Pack in the right, escape globe an icy presence in the left. “Lead on, ladies.”
Keeping low, she followed the fairies as Freelana sped ahead, dowsing the lights as they approached. The purple glow of the fairies’ inner light a beacon, drawing Siobhan down a set of stairs and into a quiet courtyard.
A hand grabbed her elbow and fingers covered her mouth, preventing her scream from escaping.
“Shh, it’s me.” Bosco’s face appeared, illuminated in Freelana’s light.
Her heart thumping in her ears, she wrapped her arms around her brother and squeezed tight. Tears rose to her eyes. “Oh, it’s so good to see you. Are you well?” She kept her voice low as she ran her hands down his arms. He’d never been heavy, but now she could feel his bones sticking out like fence railings under her hands. “Aren’t they feeding you?”
She stepped back and really looked at her little brother.

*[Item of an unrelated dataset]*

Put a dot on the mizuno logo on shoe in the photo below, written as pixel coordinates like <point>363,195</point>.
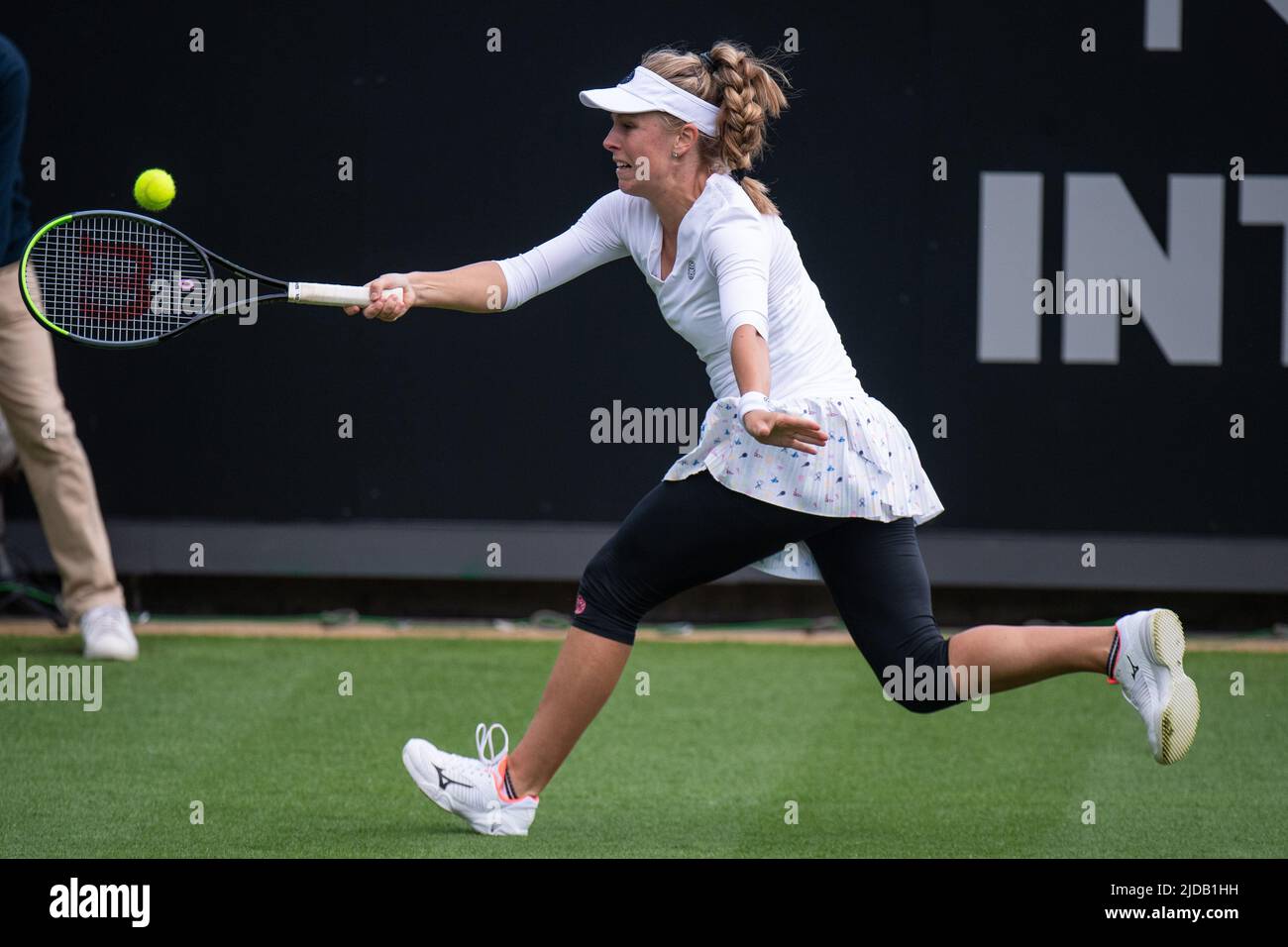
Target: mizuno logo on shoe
<point>445,781</point>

In a few short months he seemed to have aged. It wasn’t something obvious. Anyone else would say he was still the same lanky adolescent, definitely thinner. Maybe a little taller. But there was a maturity in his face that shouldn’t be there. A knowing look that said he’d seen too much. And it made her blood chill.
Elvatians rarely had more than one or two children over their very long lives. Some lived for ten thousand years or more and never had any. But her mother had been blessed with two, mirror images of each other: Siobhan in her youth, and Bosco merely one hundred years later, the gap between them making her a young adult by the time he’d been born. She’d loved every minute of helping her mother raise him. Until this year’s Winter Solstice, when the queen had come to town and chosen her beautiful baby brother out of all the young boys competing at the festival.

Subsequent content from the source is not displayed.